Kruskal's Algorithm: Visual Guide + Python Code

Section 01

The Story That Explains Kruskal's Algorithm

📖 Real World Analogy

The Road Contractor Who Sorts the Quotes

A government wants to connect six villages with paved roads at the lowest total cost. A contractor collects a price quote for every possible road segment, then does something simple: he stacks all the quotes from cheapest to most expensive.

He works down the pile. For each road he asks one question: "Do these two villages already have a route between them?" If they don't, he builds the road. If they already do — even through a long chain of other villages — building it would just create a wasteful loop, so he throws the quote away. He stops the moment every village is reachable.

That sort-then-merge-without-loops strategy is Kruskal's algorithm.

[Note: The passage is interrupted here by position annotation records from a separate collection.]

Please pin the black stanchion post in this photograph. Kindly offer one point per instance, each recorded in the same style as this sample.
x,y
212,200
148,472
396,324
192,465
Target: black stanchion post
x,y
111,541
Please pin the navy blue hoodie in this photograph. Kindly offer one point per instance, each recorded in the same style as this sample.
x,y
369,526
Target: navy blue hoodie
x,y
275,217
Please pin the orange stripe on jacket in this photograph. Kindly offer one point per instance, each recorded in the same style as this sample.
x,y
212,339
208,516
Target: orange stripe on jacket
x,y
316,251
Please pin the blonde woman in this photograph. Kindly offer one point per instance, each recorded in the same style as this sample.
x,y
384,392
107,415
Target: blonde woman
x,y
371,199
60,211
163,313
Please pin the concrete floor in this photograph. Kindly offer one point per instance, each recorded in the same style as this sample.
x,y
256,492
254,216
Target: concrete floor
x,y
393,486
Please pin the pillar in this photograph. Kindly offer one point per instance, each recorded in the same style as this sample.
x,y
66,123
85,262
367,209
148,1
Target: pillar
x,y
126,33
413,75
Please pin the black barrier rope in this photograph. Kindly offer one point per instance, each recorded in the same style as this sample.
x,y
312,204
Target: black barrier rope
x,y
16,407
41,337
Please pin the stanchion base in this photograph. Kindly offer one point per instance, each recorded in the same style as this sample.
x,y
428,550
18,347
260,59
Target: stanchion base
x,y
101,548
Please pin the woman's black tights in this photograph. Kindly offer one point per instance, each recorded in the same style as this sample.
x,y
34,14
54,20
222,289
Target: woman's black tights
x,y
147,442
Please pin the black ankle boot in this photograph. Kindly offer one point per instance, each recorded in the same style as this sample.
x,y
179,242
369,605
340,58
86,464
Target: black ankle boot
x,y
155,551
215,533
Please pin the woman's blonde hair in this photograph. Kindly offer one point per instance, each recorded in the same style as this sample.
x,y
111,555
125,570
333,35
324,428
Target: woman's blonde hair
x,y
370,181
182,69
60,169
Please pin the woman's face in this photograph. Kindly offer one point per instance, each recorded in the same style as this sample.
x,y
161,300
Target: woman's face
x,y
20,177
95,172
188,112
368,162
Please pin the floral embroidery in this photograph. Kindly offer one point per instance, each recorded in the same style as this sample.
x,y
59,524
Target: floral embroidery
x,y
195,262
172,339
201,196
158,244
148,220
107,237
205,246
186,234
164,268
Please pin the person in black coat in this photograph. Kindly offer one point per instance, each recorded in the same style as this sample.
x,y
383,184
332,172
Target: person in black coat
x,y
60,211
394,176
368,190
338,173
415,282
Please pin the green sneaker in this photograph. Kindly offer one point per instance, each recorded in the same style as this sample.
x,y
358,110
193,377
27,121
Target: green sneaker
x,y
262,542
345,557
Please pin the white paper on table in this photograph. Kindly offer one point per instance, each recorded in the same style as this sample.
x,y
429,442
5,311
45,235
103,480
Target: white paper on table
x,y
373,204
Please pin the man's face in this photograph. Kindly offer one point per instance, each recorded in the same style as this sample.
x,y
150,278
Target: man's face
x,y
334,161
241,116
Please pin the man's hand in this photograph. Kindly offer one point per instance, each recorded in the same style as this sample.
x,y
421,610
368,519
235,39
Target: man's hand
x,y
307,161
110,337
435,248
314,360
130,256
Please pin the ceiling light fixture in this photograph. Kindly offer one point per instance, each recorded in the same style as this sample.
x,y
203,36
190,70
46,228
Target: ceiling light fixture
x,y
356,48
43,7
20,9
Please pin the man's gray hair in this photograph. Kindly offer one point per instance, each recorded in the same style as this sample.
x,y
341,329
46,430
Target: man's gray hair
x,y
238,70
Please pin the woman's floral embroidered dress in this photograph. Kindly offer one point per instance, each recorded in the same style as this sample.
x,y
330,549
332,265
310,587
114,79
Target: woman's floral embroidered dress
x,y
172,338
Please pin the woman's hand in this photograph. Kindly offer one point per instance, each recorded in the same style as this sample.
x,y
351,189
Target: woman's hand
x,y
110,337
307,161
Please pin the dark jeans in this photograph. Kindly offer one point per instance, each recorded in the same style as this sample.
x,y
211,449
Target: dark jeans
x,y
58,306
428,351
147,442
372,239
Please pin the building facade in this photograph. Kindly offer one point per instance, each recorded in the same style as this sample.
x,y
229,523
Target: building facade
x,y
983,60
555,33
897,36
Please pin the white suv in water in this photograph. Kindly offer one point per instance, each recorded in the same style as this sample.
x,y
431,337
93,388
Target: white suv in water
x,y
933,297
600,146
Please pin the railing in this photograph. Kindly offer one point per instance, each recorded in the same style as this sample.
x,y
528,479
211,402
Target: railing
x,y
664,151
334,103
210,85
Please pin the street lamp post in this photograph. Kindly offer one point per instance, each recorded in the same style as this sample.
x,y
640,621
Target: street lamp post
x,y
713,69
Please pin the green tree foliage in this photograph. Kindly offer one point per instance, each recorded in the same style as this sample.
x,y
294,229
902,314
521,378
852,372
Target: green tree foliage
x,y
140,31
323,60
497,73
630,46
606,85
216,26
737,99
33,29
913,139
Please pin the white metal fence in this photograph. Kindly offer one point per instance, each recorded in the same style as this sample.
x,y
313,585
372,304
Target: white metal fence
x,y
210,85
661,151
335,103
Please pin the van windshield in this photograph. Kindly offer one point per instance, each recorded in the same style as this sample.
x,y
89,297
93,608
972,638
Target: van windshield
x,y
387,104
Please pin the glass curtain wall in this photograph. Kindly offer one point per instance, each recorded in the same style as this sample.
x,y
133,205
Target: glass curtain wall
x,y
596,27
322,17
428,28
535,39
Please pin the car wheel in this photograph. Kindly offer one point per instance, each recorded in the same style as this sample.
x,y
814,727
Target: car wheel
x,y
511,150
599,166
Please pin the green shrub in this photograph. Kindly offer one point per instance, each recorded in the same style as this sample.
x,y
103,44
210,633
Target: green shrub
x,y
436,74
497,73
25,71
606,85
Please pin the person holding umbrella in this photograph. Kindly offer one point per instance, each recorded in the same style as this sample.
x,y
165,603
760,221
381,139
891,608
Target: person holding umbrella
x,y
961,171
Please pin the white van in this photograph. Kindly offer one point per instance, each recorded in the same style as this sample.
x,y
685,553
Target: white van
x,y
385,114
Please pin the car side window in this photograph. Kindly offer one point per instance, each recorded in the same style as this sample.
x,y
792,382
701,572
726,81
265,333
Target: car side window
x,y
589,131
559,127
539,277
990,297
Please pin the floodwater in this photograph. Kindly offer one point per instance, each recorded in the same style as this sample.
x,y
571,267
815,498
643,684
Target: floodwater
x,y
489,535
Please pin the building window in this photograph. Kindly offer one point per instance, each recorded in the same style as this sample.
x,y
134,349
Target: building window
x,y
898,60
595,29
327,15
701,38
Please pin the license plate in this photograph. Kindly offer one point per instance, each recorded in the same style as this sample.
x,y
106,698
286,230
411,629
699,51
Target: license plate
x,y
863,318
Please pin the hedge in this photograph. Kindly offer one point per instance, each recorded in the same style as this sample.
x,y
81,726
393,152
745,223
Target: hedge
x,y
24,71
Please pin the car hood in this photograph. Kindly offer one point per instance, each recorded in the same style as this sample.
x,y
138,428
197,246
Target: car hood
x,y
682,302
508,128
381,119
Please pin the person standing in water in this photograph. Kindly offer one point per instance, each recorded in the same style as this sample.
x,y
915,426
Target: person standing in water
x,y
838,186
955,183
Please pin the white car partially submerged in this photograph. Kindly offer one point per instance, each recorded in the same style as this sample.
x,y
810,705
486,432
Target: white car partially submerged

Kruskal's algorithm finds the Minimum Spanning Tree (MST) of a weighted, undirected graph: the cheapest set of edges connecting all vertices with no cycles. Where Prim's grows a single tree outward from one vertex, Kruskal's is edge-centric — it sorts all edges once and greedily merges separate clusters into one, using a clever data structure called Union-Find to detect cycles instantly.

🌱

The Core Insight

Process edges from lightest to heaviest. Add an edge only if its two endpoints live in different components; doing so merges them. Skip any edge whose endpoints are already in the same component, because that would form a cycle. By the cut property, the lightest edge crossing between two clusters is always safe — so greedy is provably optimal.

Section 02

The Foundation — Spanning Trees & the Cycle Rule

A spanning tree touches every one of the V vertices, stays connected, and has no cycle — so it always contains exactly V − 1 edges. The minimum spanning tree is the spanning tree whose edge weights sum to the smallest possible total. Kruskal's relies on two twin rules of MST theory.

✅ Cut Property (what to keep)

For any split of the vertices into two groups, the lightest edge crossing the split is safe to add — it belongs to some MST. This is why Kruskal can greedily take the cheapest qualifying edge.

❌ Cycle Property (what to drop)

In any cycle, the heaviest edge is never needed in an MST. So when an edge would close a loop, it is the costliest link of that loop and can be safely discarded.

⚠️

MST ≠ Shortest Path

The MST minimises the total weight of the entire tree, not the distance between any two particular vertices. If you need point-to-point shortest routes, that is Dijkstra's job, not Kruskal's.

Section 03

The Engine Room — Union-Find (Disjoint Set Union)

The whole algorithm hinges on answering one question fast, millions of times if needed: "are these two vertices already connected?" The Union-Find structure (also called Disjoint Set Union, or DSU) does exactly this in near-constant time.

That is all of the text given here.